Let $A$ be an $m \times n$ matrix and $c$ be an $n$-vector. Then Farkas's lemma states that exactly one of the systems

\begin{aligned} Ax & \le 0, \\ c^Tx & > 0 \end{aligned}

and

\begin{aligned} A^Ty & = c, \\ y & \le 0 \end{aligned}

is solvable, where $x$ is an $n$-vector and $y$ is an $m$-vector. Prove Farkas's lemma.

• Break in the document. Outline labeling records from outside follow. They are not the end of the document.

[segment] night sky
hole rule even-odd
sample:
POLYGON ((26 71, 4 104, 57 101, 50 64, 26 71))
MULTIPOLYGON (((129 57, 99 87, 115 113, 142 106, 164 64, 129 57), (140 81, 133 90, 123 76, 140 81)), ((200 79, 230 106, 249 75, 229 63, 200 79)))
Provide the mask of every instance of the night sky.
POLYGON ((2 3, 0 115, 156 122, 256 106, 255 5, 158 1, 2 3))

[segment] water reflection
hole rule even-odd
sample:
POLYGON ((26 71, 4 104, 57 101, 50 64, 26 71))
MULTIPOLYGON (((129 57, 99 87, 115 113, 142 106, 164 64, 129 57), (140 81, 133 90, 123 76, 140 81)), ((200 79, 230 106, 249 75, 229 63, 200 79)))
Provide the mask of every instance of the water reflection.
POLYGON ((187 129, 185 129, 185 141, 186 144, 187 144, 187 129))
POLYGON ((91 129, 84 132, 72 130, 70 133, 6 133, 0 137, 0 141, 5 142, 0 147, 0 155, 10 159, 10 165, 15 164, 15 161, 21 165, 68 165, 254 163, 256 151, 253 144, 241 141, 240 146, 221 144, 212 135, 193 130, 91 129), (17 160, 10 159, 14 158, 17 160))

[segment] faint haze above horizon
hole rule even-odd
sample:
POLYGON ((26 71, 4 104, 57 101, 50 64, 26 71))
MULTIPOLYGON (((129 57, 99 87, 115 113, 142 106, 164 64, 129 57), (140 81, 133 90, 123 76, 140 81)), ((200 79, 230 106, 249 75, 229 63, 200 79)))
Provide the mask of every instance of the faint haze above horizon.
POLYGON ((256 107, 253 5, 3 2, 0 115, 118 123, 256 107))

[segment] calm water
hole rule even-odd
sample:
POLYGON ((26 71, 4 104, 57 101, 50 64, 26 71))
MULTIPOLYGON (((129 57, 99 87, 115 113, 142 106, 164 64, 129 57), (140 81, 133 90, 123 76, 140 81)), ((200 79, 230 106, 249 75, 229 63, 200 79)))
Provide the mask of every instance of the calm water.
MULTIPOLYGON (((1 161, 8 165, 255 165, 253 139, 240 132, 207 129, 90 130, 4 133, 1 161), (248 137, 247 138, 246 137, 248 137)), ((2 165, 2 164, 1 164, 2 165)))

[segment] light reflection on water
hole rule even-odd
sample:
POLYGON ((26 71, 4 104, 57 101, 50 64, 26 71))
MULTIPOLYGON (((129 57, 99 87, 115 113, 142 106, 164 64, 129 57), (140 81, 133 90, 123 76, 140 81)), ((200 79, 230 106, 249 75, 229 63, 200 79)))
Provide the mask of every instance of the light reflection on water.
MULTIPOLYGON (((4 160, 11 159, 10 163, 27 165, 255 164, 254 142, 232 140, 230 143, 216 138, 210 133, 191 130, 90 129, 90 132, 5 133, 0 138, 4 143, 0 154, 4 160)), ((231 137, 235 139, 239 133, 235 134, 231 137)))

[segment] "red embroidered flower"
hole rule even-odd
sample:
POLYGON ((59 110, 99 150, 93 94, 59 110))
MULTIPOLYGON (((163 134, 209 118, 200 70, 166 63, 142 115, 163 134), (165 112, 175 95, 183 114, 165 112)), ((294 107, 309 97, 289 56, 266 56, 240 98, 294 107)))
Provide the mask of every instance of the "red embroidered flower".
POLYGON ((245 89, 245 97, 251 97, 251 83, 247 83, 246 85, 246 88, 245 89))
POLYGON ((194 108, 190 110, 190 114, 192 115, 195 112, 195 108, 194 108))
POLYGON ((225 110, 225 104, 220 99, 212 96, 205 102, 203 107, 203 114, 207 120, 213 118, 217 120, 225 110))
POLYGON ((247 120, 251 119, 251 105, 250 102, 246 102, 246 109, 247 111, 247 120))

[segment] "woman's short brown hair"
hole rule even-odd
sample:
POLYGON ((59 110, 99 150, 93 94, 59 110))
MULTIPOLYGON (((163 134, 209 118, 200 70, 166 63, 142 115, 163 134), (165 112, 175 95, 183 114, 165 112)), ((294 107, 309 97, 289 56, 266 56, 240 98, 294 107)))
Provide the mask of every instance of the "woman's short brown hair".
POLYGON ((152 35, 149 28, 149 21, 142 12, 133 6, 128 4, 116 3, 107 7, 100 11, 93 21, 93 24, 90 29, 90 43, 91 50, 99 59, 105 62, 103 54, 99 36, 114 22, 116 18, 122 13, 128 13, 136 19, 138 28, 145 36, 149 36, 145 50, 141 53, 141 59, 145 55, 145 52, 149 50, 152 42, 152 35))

Suppose that both systems are solvable, let $x$ denote a solution to the first system, and $y$ denote a solution to the second. Taking transposes we have $x^{\text T}A^{\text T} \le 0^{\text T}$. Right multiplying by $y$ gives $x^{\text T}c = x^{\text T}A^{\text T}y \le 0^{\text T}$, which is a contradiction to the fact that $c^{\text T}x > 0$. Thus, both systems cannot be simultaneously solved. Now suppose that the second system fails. Consider the following linear program:

$$\text{maximize } 0x \text{ subject to } A^{\text T}y = c \text{ and } y \ge 0,$$

and its corresponding dual program

$$\text{minimize } -c^{\text T}x \text{ subject to } Ax \le 0.$$

Since the second system fails, the primal is infeasible. However, the dual is always feasible by taking $x = 0$. If there were a finite solution to the dual, then duality says there would also be a finite solution to the primal. Thus, the dual must be unbounded. Thus, there must exist a vector $x$ which makes $−c^{\text T}x$ arbitrarily small, implying that there exist vectors $x$ for which $c^{\text T}x$ is strictly greater than $0$. Thus, there is always at least one solution.